My pads
Getting to do plain text editing is something of a feat—with a myriad of exotic editors these days, who wants to know about plain text editors? They offer no pizzazz. But we still use them to write our scratchy notes, progress updates, hourly reports, grocery list, passwords, and things that you just write and forget. Following are my picks for the mundane work (and no, I stopped using Notepad a long time ago):
Metapad — This tiny application permanently rests on my desktop and is part of the minimum stuff that I carry in my usb key-drive. My one-tool for all non-business editing. It offers everything. Dual font, transparency, a very functional toolbar and very much customizable functions.
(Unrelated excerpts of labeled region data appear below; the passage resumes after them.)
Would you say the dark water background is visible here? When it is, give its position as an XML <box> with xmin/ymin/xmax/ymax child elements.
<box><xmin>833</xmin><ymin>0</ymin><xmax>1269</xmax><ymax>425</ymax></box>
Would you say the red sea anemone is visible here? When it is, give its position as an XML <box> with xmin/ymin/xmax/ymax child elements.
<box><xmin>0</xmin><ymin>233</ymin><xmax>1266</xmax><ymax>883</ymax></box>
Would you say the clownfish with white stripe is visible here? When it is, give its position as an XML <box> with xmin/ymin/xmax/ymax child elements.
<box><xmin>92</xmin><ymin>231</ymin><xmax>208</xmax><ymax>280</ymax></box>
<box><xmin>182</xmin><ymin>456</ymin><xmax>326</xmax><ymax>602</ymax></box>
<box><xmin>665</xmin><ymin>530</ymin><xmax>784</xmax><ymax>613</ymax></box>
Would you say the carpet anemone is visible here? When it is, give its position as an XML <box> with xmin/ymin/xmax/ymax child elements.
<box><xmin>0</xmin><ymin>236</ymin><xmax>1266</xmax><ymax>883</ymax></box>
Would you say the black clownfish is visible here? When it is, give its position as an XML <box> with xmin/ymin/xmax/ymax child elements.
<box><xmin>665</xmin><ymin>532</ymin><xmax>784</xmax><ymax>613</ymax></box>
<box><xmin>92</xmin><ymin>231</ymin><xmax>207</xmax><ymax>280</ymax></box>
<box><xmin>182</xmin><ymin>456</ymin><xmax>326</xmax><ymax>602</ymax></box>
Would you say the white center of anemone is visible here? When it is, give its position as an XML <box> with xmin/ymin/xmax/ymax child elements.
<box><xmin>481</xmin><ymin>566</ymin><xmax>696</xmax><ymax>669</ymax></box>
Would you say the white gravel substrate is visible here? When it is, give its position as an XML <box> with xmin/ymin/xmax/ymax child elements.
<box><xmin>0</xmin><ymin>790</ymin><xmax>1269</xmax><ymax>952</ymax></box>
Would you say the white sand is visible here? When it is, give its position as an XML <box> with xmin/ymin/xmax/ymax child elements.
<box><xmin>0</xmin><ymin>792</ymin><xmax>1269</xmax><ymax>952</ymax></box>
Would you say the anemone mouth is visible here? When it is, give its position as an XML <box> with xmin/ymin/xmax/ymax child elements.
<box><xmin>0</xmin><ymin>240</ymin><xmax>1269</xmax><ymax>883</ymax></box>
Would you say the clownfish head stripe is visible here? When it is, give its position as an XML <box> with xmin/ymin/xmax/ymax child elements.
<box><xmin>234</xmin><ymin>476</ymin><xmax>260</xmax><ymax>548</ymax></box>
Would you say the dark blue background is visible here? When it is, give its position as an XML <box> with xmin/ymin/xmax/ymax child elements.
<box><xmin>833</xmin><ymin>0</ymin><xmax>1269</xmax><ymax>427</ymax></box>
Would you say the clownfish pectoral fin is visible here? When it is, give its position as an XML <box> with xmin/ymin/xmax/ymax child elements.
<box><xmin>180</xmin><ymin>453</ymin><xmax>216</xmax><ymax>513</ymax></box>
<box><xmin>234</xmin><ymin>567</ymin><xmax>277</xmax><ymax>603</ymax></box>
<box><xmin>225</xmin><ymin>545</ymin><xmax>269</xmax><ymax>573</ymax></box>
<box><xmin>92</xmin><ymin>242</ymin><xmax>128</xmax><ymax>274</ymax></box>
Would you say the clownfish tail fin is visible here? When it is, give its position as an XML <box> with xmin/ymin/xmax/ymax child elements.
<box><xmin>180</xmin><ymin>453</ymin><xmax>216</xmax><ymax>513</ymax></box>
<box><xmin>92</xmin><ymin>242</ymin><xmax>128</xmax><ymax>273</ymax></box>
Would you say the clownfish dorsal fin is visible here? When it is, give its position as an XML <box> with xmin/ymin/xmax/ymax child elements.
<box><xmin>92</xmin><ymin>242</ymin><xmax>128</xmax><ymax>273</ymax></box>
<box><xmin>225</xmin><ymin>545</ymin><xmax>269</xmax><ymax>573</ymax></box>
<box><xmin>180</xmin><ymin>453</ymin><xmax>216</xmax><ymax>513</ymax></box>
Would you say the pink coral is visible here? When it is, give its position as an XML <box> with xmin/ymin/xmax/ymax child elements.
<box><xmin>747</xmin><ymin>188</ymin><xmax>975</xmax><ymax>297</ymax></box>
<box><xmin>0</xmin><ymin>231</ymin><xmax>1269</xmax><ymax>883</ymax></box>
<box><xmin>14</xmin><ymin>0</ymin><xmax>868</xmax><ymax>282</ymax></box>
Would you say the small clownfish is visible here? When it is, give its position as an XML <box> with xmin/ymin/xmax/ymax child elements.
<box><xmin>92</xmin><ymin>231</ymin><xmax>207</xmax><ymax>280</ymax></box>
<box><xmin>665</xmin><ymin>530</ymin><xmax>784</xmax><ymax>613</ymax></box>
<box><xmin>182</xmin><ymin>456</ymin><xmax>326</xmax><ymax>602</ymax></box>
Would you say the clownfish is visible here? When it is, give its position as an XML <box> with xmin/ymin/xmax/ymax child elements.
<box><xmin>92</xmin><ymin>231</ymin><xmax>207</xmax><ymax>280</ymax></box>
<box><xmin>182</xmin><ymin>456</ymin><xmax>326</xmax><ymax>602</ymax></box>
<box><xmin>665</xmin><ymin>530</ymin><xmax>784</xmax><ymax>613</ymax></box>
Textpad — I use this tool mainly for business (or my kind of work). This tool has everything. It can load files virtually of any size limited only by RAM (I need this since my FEM run outputs sometimes run in hundreds of megabytes of plain text! No kidding). It has a full macro support that you can customize. It has column selection i.e., cut and paste a column of text just like you’d do in Excel. This is one feature enough to let go of all other editors that you might have. My work data is mostly in columns: coordinates, member incidences, material properties, member overrides, loads: structural, environmental (wind, wave and current), inertia and seismic, virtually all info is in column structure and it’s extremely useful in doing stuff, copying and pasting from Textpad to Excel and vice versa. I could do this in Word (yes, you can do this in word, just hold alt key before doing column selection), but try opening a 200MB plain text file in it and you’ll know what I mean =).
In addition, you can have custom syntax (see the syntax files that I created for SACS and USFOS at textpad.com) that highlight the key or command text while editing. I’ve been using textpad for css, xhtml and js markup in addition to editing input files, viewing and porting data.